How to Cook Delicata Squash
After trying Delicata Squash for the first time it quickly became a favorite - super easy to cook, no peeling (that’s a huge plus!), and a delicious maple-y taste without adding any sweetener. This squash is still an unknown to many people so I thought I would share the easy how-to of roasting them. | This post contains affiliate links |
Ingredients:
- delicata squash
- olive oil
- salt and pepper
- kale flakes (optional)
How-To:
First make sure to wash and scrub the delicata squash thoroughly since you’ll be roasting and eating the skin as well - you don’t want any gritty dirty from the field left on!
Once it’s clean, chop each end off and cut open the long way. Next scoop out all the seeds and strings with a spoon until it’s nice and clean (like the photo on the right).

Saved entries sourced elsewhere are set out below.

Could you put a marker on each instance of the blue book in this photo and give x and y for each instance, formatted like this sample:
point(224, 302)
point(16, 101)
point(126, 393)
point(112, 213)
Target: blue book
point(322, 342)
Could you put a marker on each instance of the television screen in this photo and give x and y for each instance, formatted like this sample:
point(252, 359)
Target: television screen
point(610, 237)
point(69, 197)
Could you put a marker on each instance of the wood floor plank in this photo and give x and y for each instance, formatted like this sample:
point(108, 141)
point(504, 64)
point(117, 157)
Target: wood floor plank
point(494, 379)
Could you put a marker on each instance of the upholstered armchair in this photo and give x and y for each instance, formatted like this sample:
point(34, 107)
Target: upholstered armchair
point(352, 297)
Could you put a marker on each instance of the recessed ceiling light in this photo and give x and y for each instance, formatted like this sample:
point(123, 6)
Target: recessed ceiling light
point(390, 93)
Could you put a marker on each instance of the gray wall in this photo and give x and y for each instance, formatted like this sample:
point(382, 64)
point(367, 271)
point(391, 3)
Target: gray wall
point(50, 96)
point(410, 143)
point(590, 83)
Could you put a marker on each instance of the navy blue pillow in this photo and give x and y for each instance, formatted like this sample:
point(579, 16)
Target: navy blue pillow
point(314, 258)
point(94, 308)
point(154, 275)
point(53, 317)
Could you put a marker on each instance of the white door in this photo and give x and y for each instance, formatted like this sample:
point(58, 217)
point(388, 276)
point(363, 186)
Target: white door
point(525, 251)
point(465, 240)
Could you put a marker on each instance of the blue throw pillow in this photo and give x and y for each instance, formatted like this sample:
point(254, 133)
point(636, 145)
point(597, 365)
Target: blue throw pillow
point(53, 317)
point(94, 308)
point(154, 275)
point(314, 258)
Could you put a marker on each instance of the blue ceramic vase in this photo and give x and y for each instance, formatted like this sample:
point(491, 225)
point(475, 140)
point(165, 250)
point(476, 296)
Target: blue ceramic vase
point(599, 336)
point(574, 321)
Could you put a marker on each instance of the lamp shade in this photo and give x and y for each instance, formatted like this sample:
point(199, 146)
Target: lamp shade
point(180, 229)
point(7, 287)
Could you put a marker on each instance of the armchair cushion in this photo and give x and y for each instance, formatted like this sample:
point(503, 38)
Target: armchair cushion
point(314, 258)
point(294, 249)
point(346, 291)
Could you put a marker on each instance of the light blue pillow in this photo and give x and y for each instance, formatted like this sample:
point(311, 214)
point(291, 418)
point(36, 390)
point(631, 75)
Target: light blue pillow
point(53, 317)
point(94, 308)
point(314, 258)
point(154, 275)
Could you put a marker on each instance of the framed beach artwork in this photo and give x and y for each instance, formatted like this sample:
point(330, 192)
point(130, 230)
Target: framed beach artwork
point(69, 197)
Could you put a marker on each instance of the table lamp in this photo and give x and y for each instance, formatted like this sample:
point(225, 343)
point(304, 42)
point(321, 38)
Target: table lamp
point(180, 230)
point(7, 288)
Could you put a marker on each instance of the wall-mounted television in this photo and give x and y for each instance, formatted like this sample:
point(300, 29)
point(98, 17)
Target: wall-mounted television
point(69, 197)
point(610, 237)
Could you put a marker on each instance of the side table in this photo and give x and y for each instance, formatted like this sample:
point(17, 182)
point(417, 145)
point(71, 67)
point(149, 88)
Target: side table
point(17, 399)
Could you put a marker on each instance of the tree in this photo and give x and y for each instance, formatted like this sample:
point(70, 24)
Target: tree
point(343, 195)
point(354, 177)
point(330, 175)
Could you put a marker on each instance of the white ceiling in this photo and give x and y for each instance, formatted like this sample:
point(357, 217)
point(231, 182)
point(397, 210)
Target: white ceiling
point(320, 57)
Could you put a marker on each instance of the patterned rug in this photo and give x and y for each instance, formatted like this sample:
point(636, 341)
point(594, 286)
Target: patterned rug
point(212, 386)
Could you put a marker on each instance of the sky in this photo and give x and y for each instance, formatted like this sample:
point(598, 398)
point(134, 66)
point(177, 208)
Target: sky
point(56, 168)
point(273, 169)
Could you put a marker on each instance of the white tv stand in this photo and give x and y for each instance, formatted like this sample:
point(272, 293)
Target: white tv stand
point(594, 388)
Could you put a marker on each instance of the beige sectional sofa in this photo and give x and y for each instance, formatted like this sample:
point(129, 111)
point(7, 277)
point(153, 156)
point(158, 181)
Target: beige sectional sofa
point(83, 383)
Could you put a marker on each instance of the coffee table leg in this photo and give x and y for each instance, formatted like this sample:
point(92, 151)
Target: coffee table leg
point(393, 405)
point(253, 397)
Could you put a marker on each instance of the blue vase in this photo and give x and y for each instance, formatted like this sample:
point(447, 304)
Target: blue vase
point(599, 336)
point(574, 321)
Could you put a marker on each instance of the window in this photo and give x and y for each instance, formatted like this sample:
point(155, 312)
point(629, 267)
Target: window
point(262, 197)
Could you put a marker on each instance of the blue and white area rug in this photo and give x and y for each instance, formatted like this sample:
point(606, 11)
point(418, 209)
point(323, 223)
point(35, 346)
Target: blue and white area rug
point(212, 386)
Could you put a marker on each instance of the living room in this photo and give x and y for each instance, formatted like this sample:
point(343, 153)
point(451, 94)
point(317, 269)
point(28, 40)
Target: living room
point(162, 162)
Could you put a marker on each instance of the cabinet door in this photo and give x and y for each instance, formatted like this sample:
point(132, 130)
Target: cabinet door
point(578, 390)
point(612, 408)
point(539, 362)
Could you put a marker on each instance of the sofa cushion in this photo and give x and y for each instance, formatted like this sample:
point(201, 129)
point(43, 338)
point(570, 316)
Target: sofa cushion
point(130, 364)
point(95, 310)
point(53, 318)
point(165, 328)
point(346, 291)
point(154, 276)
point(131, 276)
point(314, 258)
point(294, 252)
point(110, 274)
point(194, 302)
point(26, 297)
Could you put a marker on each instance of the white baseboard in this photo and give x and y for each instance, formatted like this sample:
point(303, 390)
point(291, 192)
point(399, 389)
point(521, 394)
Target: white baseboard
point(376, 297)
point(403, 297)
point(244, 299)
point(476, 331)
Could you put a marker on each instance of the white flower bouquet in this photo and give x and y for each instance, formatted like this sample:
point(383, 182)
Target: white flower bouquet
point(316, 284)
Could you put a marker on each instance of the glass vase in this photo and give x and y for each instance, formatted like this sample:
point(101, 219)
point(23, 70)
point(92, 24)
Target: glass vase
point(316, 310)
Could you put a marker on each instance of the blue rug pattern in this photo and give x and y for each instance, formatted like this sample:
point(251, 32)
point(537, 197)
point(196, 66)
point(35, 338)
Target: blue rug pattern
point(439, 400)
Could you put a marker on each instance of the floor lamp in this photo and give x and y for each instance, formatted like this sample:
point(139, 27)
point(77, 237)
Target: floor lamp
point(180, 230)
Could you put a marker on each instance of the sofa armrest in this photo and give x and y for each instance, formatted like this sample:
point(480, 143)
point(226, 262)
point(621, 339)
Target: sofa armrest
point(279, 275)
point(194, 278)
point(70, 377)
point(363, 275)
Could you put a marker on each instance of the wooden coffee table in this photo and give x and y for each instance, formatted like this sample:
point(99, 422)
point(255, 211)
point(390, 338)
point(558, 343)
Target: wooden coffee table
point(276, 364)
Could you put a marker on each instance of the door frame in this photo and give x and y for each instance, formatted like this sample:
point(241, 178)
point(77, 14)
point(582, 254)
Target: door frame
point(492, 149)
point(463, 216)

Next chop up the squash into whatever size pieces you prefer. We like cutting them into “quarter smiles” about half an inch thick.
Toss with some olive oil to coat and then sprinkle with salt and pepper to taste. We also love sprinkling on dehydrated kale flakes too - it adds a super subtle flavor and a tiny extra veggie boost too. (We add these kale flakes to most of our meals - love them!)
Now that it’s ready to cook, roast at 425 degrees in a preheated oven for approximately 20-30 mins, flipping halfway through. Cook until it’s soft and starts to caramelize and look burnt. Enjoy!
This squash has become a favorite in our house and I’m looking forward to trying to grow some in our garden next year.